Writing custom okerrmod modules

Task

We are small company called Google (but we have our humble website https://google.com/) and we want to monitor it and alert us if it’s down.

Step 1: Not writing module

As quick solution we can just use standard runstatus module:

enable it:

# okerrmod --enable runstatus

edit config fille /etc/okerr/mods-env/runstatus and make sure we have line like this (not connected):

google_RUN = curl --silent --head --fail --output /dev/null http://google.com/

Now run it:

# okerrmod runstatus
okerr updated (200 OK) pi:google@okerr = 0

Step 2: Writing small useful custom module

We decided to control not only fact that page is loaded or not, but also if it loaded fast enough. And we will create small module for it. We will use Python language for module, but modules can be written in any language, it just should use same format of output as okerrmod expect.

Create module directory:

mkdir /etc/okerr/mods-available/pageload

Edit /etc/okerr/mods-available/pageload/check :

#!/usr/bin/python3

import requests

url = 'http://google.com/'
max_time = 0.5

print("# Loading", url)
r = requests.get(url)
load_time = r.elapsed.total_seconds()
print("# Loaded in {}s".format(load_time))

if load_time > max_time:
    status="ERR"
else:
    status="OK"

print("STATUS: {}".format(status))

Make it executable:

chmod +x /etc/okerr/mods-available/pageload/check

Now… module is ready! okerrmod --list will list it. And we can run it for debugging.
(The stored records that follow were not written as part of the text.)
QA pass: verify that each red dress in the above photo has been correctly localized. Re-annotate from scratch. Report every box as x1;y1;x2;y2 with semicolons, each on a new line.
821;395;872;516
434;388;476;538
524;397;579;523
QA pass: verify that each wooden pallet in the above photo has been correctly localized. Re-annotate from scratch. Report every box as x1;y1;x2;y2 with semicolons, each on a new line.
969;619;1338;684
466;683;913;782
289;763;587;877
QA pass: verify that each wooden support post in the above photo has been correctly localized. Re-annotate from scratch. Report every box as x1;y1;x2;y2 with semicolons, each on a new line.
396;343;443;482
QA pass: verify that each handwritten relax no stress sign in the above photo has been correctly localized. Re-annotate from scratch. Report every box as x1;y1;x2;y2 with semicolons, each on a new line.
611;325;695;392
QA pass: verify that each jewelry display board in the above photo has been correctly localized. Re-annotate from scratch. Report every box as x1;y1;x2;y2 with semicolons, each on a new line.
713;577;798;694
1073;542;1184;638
$ okerrmod --dump pageload
# Loading http://google.com/
# Loaded in 0.184669s
STATUS: OK

Okerrmod modules can print any debug info starting with ‘#’ sign. Okerrmod just ignores this line but they are useful for debugging.

Now you can enable module: okerrmod --enable pageload and then simple okerrmod command will run it.

Step 3: Using environment configuration

We used hardcoded values for URL and max_time in our module. But better if user can override it easily. So, we will create config file for it /etc/okerr/mods-env/pageload :

URL=http://google.com
MAX_TIME=0.5

and modify first part of our script a little:

import requests
import os

url = os.getenv('URL','http://google.com/')
max_time = float(os.getenv('MAX_TIME','3'))
...

Now, if we will make changes to env file (e.g. set MAX_TIME=0.01) we will see result:

$ okerrmod --dump pageload
# Loading http://google.com
# Loaded in 0.185091s
STATUS: ERR

We want to use this current config as default, so we copy it with name _config to pageload directory: cp /etc/okerr/mods-env/pageload /etc/okerr/mods-available/pageload/_config

Now, if we will disable module ( okerrmod --disable pageload ) and delete config ( ‘rm /etc/okerr/mods-env/pageload’ ) and then enable it again, we will see it will start with default config:

$ sudo okerrmod --enable pageload
enable /etc/okerr/mods-available/pageload
make default config file: /etc/okerr/mods-env/pageload

Step 4: Use numbers!

Using MAX_LIM variable is not nice way. If we will want to adjust value, we will need to log in to server. Better to use Okerr numerical indicators. If we will use it, we will be able to set maximal value right in UI, and they have good feature to use relative diffmin and diffmax and we can set alert if page load time is more then 0.5s higher then it was before, or use relative value like 20%.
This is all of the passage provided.